Tuesday, June 30, 2009

Audience

If it isn't clear, my intended audience for this blog is you. Yes, you.

Saturday, June 20, 2009

A Test of Faith



Rene Magritte, 1928-1929, The Treachery of Images.

I don't recall my dreams very often nor do I think much about religion. But recently things have been a little different.

In early May, I had a dream that began rather abruptly. I was driving off a cliff into a gorge. I remember going over the edge, the car falling out from under me as it traced a slightly different arc in space. I was able to grab the steering wheel just before impact, just as a storm of images assembled itself like cobblestones beneath the tires. The car righted itself and my free-fall turned quickly into a climb up the opposite wall of the gorge. Pictures paved the way. Each image full of faces and places I had never seen before.

Several days later I dreamed that I was shuffling through the prints I had chosen for my graduate exhibition. In the blink of an eye they became oily to the touch and the inks that had once described the things I photographed began to move across the pages. I picked up one of my favorite prints for closer inspection, lifting it by the top-left corner. The image slid in a series of eddy-filled streams off the sheet onto the floor. There was nothing left to see but paper and a puddle of ink.

In my mind, the two dreams capture the essential characteristics of imagery. On one hand, images have utility. They allow us to be transported or transformed, to imagine possibilities. They focus attention and sensation. On the other hand, images are little more than arrangements of materials. They are subject to the forces of nature and will inevitably become dusty, scratched, or faded.

Because of this tension between imaginative possibility and banal physicality every image invokes a test of faith. Do I believe in transubstantiation, here and now? Can this thing escape the limits of its own body and become something divine? Gods and Devils both have something to say about it and recently their whispers have been turning into screams.

Wednesday, June 17, 2009

An Open Letter to Google #2

Dear Google,

If I weren't around to suggest it, do you think you would ever pair that picture I sent you with this one?

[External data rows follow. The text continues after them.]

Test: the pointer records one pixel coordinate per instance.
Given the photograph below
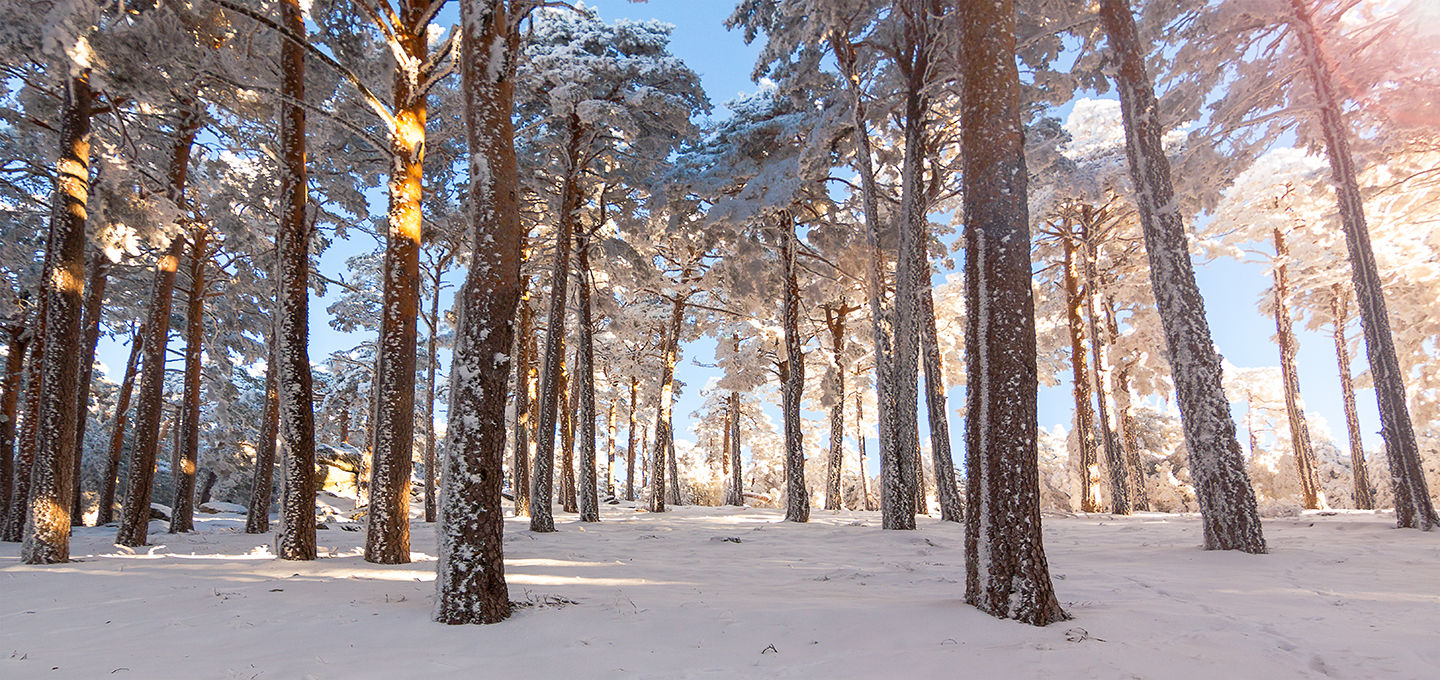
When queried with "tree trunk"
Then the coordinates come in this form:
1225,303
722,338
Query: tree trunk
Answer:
630,444
1413,504
48,523
835,461
667,394
1339,311
90,326
1007,574
1227,503
470,579
182,509
894,491
797,496
1100,376
1085,412
524,383
585,369
10,388
257,520
1285,336
388,535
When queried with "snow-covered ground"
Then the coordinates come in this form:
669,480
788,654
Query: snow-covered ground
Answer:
736,594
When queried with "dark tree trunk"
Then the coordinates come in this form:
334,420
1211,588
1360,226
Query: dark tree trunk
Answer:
471,572
134,517
797,496
295,538
1413,504
1080,378
10,386
182,509
835,461
630,443
388,535
48,525
667,394
1290,376
257,519
1227,503
1007,574
1339,310
585,373
90,326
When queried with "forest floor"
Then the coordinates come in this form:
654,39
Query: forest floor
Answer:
736,594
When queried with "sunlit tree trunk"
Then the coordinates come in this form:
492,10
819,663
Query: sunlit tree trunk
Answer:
1007,574
1413,504
182,506
1227,503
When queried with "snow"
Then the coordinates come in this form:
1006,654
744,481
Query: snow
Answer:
668,595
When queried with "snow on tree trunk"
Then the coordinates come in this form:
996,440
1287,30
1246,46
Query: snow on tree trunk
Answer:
542,483
667,394
1413,504
1007,574
257,520
797,497
1227,502
470,584
431,363
524,385
29,430
134,516
1100,376
182,504
48,522
388,532
1290,376
90,326
630,443
1080,378
295,538
894,493
585,369
10,386
835,461
1339,313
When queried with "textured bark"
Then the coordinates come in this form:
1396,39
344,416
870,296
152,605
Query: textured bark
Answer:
182,506
585,375
542,517
1080,378
98,270
792,375
1100,378
1227,503
10,386
13,529
1007,574
630,443
1339,310
295,538
431,365
1413,504
257,520
1290,376
835,461
470,579
894,491
667,392
388,535
524,395
48,522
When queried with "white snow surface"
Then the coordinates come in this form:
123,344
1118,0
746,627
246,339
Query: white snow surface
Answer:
667,597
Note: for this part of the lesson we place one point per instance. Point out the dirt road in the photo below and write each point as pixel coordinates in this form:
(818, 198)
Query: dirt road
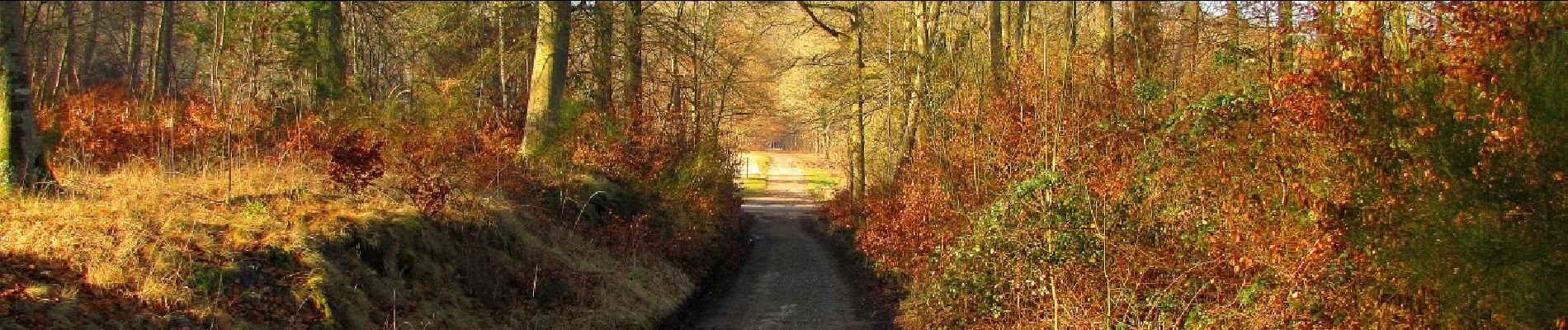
(792, 280)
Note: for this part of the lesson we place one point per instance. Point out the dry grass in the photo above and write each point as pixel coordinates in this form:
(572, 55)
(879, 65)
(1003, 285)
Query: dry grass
(278, 248)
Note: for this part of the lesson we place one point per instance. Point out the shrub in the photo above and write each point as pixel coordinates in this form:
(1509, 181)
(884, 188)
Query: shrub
(355, 162)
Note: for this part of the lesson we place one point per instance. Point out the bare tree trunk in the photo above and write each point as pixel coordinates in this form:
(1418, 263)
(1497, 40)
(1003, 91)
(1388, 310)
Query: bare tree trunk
(165, 49)
(634, 63)
(134, 61)
(501, 57)
(1066, 88)
(911, 122)
(90, 49)
(331, 77)
(1286, 33)
(994, 17)
(1233, 16)
(601, 64)
(1111, 38)
(1146, 38)
(549, 71)
(1327, 26)
(22, 155)
(64, 64)
(860, 104)
(1019, 27)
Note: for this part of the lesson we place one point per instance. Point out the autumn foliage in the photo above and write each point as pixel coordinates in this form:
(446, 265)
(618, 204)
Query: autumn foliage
(1383, 182)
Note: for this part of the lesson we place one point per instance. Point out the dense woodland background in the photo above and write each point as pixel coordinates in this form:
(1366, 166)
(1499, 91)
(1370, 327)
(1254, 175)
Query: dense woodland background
(1010, 165)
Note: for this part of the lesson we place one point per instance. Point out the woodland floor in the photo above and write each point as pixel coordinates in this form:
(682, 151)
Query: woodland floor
(792, 279)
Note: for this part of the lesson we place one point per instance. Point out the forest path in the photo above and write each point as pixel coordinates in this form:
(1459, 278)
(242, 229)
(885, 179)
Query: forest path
(792, 280)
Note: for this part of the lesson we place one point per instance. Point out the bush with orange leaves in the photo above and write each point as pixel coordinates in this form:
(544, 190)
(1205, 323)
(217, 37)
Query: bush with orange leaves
(1376, 188)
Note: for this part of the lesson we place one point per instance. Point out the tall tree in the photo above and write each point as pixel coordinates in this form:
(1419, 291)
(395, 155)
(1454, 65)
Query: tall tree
(328, 59)
(139, 13)
(1109, 31)
(994, 17)
(604, 40)
(1019, 26)
(549, 71)
(90, 49)
(1066, 88)
(923, 63)
(1327, 27)
(1233, 17)
(1145, 36)
(634, 63)
(1286, 31)
(22, 153)
(66, 64)
(165, 49)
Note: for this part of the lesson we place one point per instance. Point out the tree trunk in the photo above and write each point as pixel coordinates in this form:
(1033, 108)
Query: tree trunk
(1286, 33)
(1146, 38)
(1111, 38)
(22, 155)
(139, 15)
(165, 49)
(634, 64)
(601, 64)
(1054, 139)
(860, 104)
(994, 17)
(1019, 24)
(911, 120)
(1233, 16)
(331, 77)
(501, 57)
(90, 49)
(1327, 27)
(64, 64)
(549, 73)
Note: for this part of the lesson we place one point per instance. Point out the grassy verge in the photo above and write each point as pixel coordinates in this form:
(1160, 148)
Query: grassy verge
(820, 183)
(758, 165)
(753, 186)
(140, 248)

I worry you might not, even though they do belong together. See.





Concerned,

Justin Schuetz

Tuesday, June 16, 2009

An Open Letter to Google #1

Dear Google,

I am writing to thank you for reading this, even if nobody else does. OK, maybe you aren't reading it right now but at least you have it stashed away under your bed or in the lower left drawer of your desk, ready to pull out at a moment's notice. Either way, it makes me feel good that you think it worth keeping.

Best wishes,

Justin Schuetz

P.S. I have also included a picture that I took the other day. Some trees outside my window at Friday Harbor Labs in Washington. I thought you might like it.

Sunday, June 14, 2009

Science and Art-Part II

(A response to my father's letter)

Dad,

Sorry it has taken me so long to get back to you with a response. Your email was full of good questions but none of them are very easy for me to answer. The short answer to the big question of how science and art can interact with each other in a meaningful way is: "I am still figuring that out, and probably will be for a while".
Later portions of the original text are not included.